A mio parere, la parte più interessante della mostra – non tanto per la qualità degli oggetti che, invero, era altissima nel complesso – era quella in cui si mettevano in evidenza le connessioni artistiche e culturali tra la Cina di quegli anni e il resto dell’Asia. Non solo, infatti, i manufatti cinesi di allora costituivano i modelli più diffusi tra gli stati tradizionalmente vicini all’area di influenza del Regno di Mezzo, ma si possono facilmente trovare relazioni formali e tematiche anche con aree più lontane, come quella Timuride. Non sorprenderà più, quindi che gli artisti dell’Asia Centrale svelino nelle loro opere stimoli cinesi, ad esempio nelle miniature, così come non deve meravigliare che porcellane cinesi siano conservate in siti dell’Africa orientale, tra Somalia, Kenia e Tanzania.
Rari invece erano gli oggetti cinesi che a quel tempo raggiungevano l’Europa, soprattutto per tramite di mercanti medio-orientali e nord-africani: tra quelli sopravvissuti se ne possono contare sulle dita di una sola mano. Una situazione che sarebbe cambiata da lì a qualche decennio, verso l’inizio del Cinquecento, allorchè i portoghesi cominciarono a fare regolarmente la spola tra l’Oceano Indiano e Lisbona, trasportando nel cosiddetto Vecchio Continente quantità sempre più ingenti di materiali cinesi.

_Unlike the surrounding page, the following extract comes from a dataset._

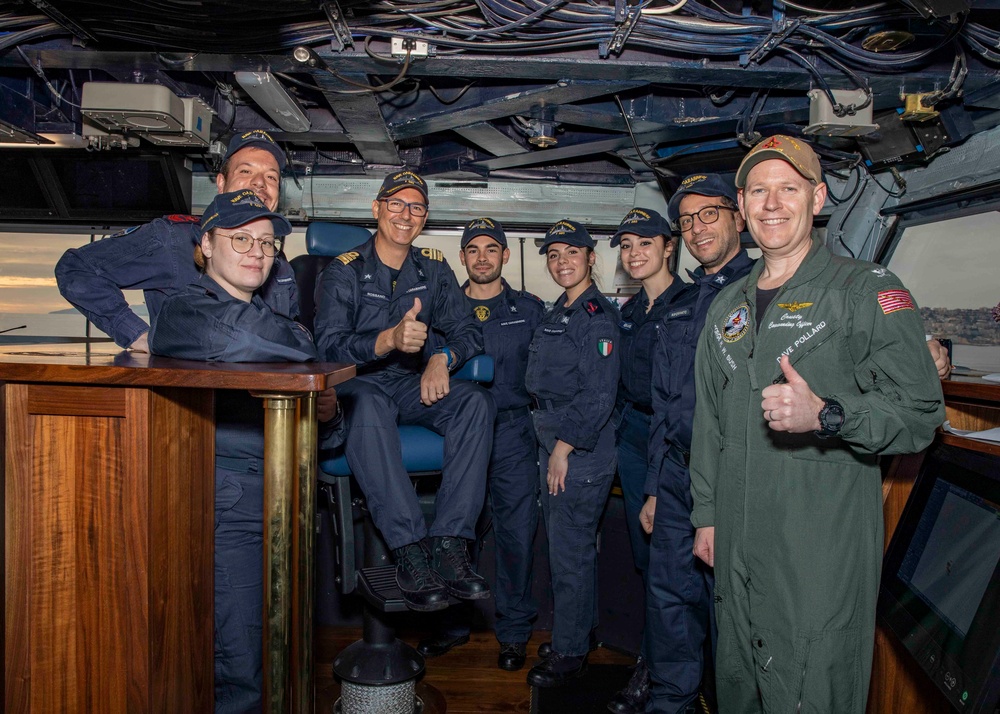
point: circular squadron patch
(737, 323)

Oggetti preziosi che avrebbero trovato posto nelle ‘Stanze delle Meraviglie’, gli scrigni dei tesori delle più importanti corti d’Europa.
Ma questa è un’altra storia, diversa da quella – altrettanto stimolante – raccontata nella mostra del British Museum dedicata all’arte e alla cultura della Cina della prima metà del XV secolo.